In the case of determining NPV, it was assumed that the financial flows were defined as the reduction in energy consumption caused by replacing windows with more energy-efficient ones. A positive NPV value indicates the profitability of the project from a financial perspective. The calculation results showed that the value of cash inflows (denoted as ΔCF in Equation (2) is greater than the costs only in the case of Variant I (NPV = 2.95 EUR/m2), i.e., when double-glazed windows were replaced with triple-glazed ones in the case of a house located in Bialystok. The negative net present value indicates that Variant II (NPV = −19.1 EUR/m2) and Variant III (NPV = −22.08 EUR/m2) are unprofitable. Assuming a 2% increase in energy prices, the NPV value increases in each case considered and amounts to NPV = 15.9 EUR/m2 for Variant I, NPV = 1.31 EUR/m2 for Variant II and NPV = −14.58 EUR/m2 for Variant III. Therefore, only replacing a triple-glazed window with a quadruple-glazed window can probably not be economically justified.
As expected, the NPV values for the Kiruna site show that projects involving the use of energy-efficient windows are more cost-effective. The values of this indicator are 29.35 EUR/m2, 20.45 EUR/m2 and −8.89 EUR/m2 for Variant I, Variant II and Variant III, respectively. So, simply replacing a triple-glazed window with a quadruple-glazed window will not provide a profit.
Window replacement should be assessed as a low-risk project. In this case, it is usually assumed that the rate of return should be of around 5% to 10%. Figure 10 shows the change in the IRR value in individual years of the life cycle for the three options described above. As we can see, only Variant I meets the low-risk criterion, because after 26 years the IRR value exceeded 5% in the case of a house located in Bialystok. The project of replacing a double-glazed window with a triple-glazed one (Variant I) becomes even more profitable with a 2% increase in energy prices (Figure 11). In this case, the time to achieve a 5% discount rate is reduced by 6 years. When considering the Kiruna location, Variant I and II meet the criterion of r > 5% after only 14 and 21 years, respectively. The situation is even better if we assume an increase in energy prices, because all variants can be treated as low-risk projects. Variant I meets the criterion after 12 years, Variant II after 18 years and Variant III after 29 years.
To sum up the above analysis, it can be concluded that triple glazing is the optimal solution in terms of economic assessment in the climatic conditions of Bialystok. In the case of a more severe climate and at a low discount rate, both triple- and quadruple-glazed windows are a cost-effective solution.

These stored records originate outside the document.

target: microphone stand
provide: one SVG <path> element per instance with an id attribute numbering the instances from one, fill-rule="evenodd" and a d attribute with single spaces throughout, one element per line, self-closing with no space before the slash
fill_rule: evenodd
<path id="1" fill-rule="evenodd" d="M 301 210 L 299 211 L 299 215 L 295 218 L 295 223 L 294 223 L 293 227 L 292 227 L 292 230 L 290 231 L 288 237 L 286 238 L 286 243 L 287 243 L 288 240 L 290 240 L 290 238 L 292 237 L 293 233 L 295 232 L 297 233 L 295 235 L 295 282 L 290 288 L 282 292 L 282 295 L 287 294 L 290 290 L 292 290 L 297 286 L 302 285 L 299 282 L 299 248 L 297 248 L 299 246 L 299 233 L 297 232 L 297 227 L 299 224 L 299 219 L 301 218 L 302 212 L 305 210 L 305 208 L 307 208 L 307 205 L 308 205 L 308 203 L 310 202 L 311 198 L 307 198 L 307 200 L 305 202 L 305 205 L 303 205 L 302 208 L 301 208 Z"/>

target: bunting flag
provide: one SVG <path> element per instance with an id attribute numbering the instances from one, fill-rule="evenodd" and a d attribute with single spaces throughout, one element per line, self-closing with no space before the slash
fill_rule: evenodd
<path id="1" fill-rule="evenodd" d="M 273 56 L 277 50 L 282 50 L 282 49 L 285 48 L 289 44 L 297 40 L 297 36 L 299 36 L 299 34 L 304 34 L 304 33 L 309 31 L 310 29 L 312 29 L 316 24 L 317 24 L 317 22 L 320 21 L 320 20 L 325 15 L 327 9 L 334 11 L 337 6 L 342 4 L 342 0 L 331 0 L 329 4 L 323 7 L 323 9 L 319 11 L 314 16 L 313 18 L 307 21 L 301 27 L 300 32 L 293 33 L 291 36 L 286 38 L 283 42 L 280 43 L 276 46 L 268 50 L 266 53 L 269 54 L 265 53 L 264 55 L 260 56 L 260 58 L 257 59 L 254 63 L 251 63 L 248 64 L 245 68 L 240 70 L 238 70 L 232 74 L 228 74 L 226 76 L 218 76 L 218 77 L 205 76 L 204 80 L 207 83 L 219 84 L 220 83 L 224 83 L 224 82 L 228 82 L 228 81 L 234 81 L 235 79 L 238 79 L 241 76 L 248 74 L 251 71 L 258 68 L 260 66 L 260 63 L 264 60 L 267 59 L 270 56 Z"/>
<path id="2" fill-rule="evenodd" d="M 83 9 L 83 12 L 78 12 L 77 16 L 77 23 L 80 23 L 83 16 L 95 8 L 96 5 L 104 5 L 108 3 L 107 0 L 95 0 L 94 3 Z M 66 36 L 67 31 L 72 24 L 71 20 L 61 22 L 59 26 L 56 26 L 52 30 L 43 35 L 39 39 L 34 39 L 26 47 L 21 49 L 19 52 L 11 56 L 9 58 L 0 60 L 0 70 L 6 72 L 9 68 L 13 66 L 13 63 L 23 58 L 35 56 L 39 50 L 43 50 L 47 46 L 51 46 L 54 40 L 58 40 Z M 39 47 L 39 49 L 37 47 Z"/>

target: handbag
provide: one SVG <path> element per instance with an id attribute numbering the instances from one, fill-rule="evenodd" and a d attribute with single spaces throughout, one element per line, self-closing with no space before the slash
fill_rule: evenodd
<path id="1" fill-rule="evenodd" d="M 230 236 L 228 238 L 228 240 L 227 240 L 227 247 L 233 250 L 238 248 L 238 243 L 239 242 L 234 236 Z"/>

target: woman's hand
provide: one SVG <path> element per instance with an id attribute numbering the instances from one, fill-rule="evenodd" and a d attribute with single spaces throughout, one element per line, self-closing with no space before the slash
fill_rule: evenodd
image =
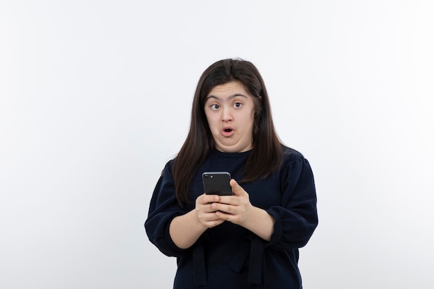
<path id="1" fill-rule="evenodd" d="M 214 201 L 211 208 L 218 218 L 243 226 L 251 213 L 253 206 L 249 194 L 235 181 L 231 179 L 233 195 L 220 195 L 220 201 Z"/>
<path id="2" fill-rule="evenodd" d="M 225 222 L 216 213 L 213 204 L 220 201 L 220 196 L 217 195 L 203 194 L 196 199 L 196 206 L 194 211 L 199 222 L 205 228 L 212 228 Z"/>
<path id="3" fill-rule="evenodd" d="M 235 179 L 231 179 L 229 184 L 234 195 L 218 196 L 220 200 L 211 204 L 211 210 L 215 211 L 215 215 L 220 220 L 239 225 L 270 240 L 274 230 L 274 218 L 266 211 L 253 206 L 249 194 Z"/>

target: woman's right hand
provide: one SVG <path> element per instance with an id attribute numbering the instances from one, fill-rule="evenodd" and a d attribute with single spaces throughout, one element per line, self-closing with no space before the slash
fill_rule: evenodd
<path id="1" fill-rule="evenodd" d="M 212 228 L 225 222 L 225 220 L 218 218 L 216 210 L 212 209 L 212 204 L 218 202 L 220 197 L 218 195 L 203 194 L 198 197 L 194 209 L 199 222 L 205 228 Z"/>

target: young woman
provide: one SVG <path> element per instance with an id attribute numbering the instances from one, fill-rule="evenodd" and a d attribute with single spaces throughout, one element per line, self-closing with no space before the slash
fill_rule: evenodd
<path id="1" fill-rule="evenodd" d="M 210 171 L 231 174 L 232 195 L 204 193 Z M 145 222 L 150 241 L 177 257 L 173 288 L 301 288 L 298 248 L 317 225 L 309 163 L 279 140 L 258 70 L 241 60 L 213 64 Z"/>

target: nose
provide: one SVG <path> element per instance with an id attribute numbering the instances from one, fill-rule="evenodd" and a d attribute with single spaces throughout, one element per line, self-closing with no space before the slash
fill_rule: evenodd
<path id="1" fill-rule="evenodd" d="M 232 120 L 232 114 L 229 107 L 223 107 L 222 110 L 222 121 L 230 121 Z"/>

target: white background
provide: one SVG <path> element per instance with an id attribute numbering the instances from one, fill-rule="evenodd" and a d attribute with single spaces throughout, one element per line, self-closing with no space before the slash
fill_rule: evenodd
<path id="1" fill-rule="evenodd" d="M 143 224 L 216 60 L 254 63 L 320 225 L 305 288 L 434 287 L 434 4 L 0 2 L 0 287 L 169 288 Z"/>

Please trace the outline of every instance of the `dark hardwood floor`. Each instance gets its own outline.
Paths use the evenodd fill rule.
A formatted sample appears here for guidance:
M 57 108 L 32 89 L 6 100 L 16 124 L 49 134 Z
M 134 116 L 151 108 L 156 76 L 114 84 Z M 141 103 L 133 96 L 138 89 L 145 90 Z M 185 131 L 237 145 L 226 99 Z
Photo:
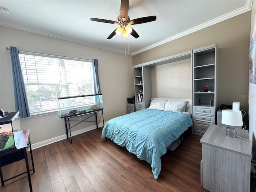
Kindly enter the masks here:
M 101 135 L 94 130 L 73 137 L 73 144 L 65 139 L 32 150 L 33 191 L 207 191 L 200 185 L 200 136 L 187 136 L 176 152 L 163 155 L 156 180 L 149 164 Z M 2 167 L 4 179 L 25 171 L 23 161 Z M 4 184 L 1 192 L 29 191 L 26 174 Z

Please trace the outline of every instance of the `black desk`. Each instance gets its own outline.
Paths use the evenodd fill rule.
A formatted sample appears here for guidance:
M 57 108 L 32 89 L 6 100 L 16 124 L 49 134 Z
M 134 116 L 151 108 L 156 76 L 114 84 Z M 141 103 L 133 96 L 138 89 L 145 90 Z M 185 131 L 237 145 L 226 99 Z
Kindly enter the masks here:
M 98 121 L 98 118 L 97 117 L 97 112 L 101 112 L 101 113 L 100 114 L 100 119 L 99 120 L 99 121 Z M 87 117 L 85 119 L 82 120 L 72 120 L 71 119 L 80 116 L 84 116 L 85 115 L 90 115 L 89 116 Z M 95 115 L 95 116 L 96 117 L 96 121 L 88 121 L 87 119 L 91 117 L 92 116 Z M 72 143 L 72 137 L 71 136 L 71 129 L 73 127 L 74 127 L 76 125 L 80 123 L 84 122 L 90 122 L 92 121 L 93 122 L 96 122 L 96 126 L 97 126 L 97 128 L 98 128 L 98 125 L 99 124 L 99 120 L 100 120 L 100 118 L 102 117 L 102 121 L 103 122 L 103 126 L 104 126 L 104 118 L 103 117 L 103 109 L 100 109 L 99 110 L 94 110 L 93 111 L 91 111 L 88 112 L 85 112 L 84 113 L 79 113 L 79 114 L 74 114 L 71 115 L 66 116 L 60 117 L 60 118 L 64 118 L 65 120 L 65 127 L 66 128 L 66 133 L 67 135 L 67 138 L 69 140 L 70 143 Z M 72 121 L 76 121 L 79 122 L 79 123 L 77 123 L 76 124 L 73 125 L 73 126 L 70 126 L 70 122 Z M 70 135 L 70 137 L 68 137 L 68 131 L 69 130 L 69 134 Z M 70 140 L 69 139 L 69 138 L 70 138 Z
M 17 114 L 17 113 L 18 113 L 18 114 Z M 14 112 L 13 114 L 11 113 L 9 113 L 8 114 L 11 114 L 12 115 L 13 115 L 15 117 L 16 115 L 18 114 L 18 112 Z M 9 117 L 6 116 L 6 117 Z M 6 119 L 3 118 L 2 119 L 1 119 L 0 122 L 1 124 L 2 125 L 8 123 L 12 123 L 13 121 L 13 118 L 11 117 L 10 119 L 9 119 L 9 118 L 6 118 Z M 15 135 L 14 134 L 14 135 Z M 29 147 L 30 150 L 30 156 L 31 158 L 32 166 L 33 166 L 33 168 L 30 170 L 29 169 L 28 161 L 28 152 Z M 34 172 L 35 168 L 34 165 L 33 155 L 32 154 L 32 150 L 31 149 L 30 136 L 29 135 L 29 129 L 22 130 L 22 132 L 21 134 L 20 135 L 20 138 L 19 138 L 18 143 L 15 144 L 15 147 L 10 149 L 9 150 L 5 150 L 1 151 L 0 153 L 0 157 L 1 159 L 0 176 L 1 177 L 2 186 L 3 186 L 4 185 L 4 182 L 6 181 L 8 181 L 9 180 L 26 173 L 28 175 L 28 183 L 29 184 L 29 188 L 30 189 L 30 191 L 32 192 L 32 185 L 31 184 L 31 180 L 30 179 L 30 171 L 33 170 L 33 172 Z M 5 180 L 4 180 L 2 171 L 2 167 L 22 159 L 25 159 L 27 171 L 23 173 L 21 173 L 15 176 L 6 179 Z

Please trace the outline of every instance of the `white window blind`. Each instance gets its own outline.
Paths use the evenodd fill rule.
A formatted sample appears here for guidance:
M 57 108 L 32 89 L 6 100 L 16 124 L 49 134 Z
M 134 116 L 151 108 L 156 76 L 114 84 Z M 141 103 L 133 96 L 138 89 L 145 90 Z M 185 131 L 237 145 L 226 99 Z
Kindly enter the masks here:
M 19 52 L 32 115 L 58 110 L 59 97 L 94 93 L 92 60 Z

4. Summary and Conclusions

The aim of the scientific study presented in this article was to determine the optimal glazing system for a building with large-format windows. The need to solve this type of issue appeared at the early stages of designing a new generation of modular houses built using hybrid technology. It consists of connecting a steel supporting frame with panel walls made in a wooden structure. This technical solution allows the design of large-surface windows.
DesignBuilder was applied as one of the most popular and validated research tools to predict energy consumption and thermal conditions in occupied spaces. A two-storey house with an area of 152.4 m2 placed in Bialystok (Poland) and Kiruna (Sweden) was selected as the reference building for this study. These geographical locations may be representative of regions with long cold winters and short warm summers.
The multi-variant analysis based on energy simulations and economic calculations provided a large number of conclusions. The most important findings of this paper were divided depending on the issues examined and are presented below.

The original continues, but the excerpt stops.